October 18th 2012 and Google looses $29 billion off it share value. Commentators say it’s because they’ve lost focus on their ‘core’ business and are stretching themselves with things like the buying of Motorola.
Will this affect search and SEO and if so how? Well, let’s look at it without all the hype. So Google shares have lost value, but that’s not the same as money is it? After all if you pay $10 for a share in a company, then it goes up in value to $15 unless you sell it, you didn’t actually have that extra $5 did you?
Sure you had the potential but you could argue that any lottery ticket has the potential to be worth millions, yet if it doesn’t win, you don’t go around bewailing the loss of that potential do you? Well unless you’re like my husband who’s convinced every week that his ‘numbers will come up’ of course 🙂
The question is though will it affect search or SEO? Answer, no, not really. Google still provides the majority of searches world wide, 67% in the US and higher in Europe. With those numbers why would a drop in share price affect the search arm?
Let’s be sensible, Google is still leading the world of search and although other engines like Bing, slowly one percentage point at a time has edged it’s way back into the search landscape it still has nothing like the reach of Google.
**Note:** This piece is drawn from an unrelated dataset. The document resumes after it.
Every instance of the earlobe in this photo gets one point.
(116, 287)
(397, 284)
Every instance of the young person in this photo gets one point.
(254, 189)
Google makes it’s money from advertising, that’s it’s core business, to continue that it needs to stay at the top of the search engine pile. I certainly wouldn’t like to bet against them – yet.
Just because this share shock has occurred at a time when Google was growing at a phenomenal rate and, I don’t think it’ll affect SEO or search, doesn’t mean to say Google can be complacent. It needs to continue to refine it’s search results whilst levelling the playing field so that small businesses can compete with the giants.
Google reaches into every area of the internet and so by default our lives. I don’t think that dropping ‘pretend’ money off its value is going to cause it too many problems do you?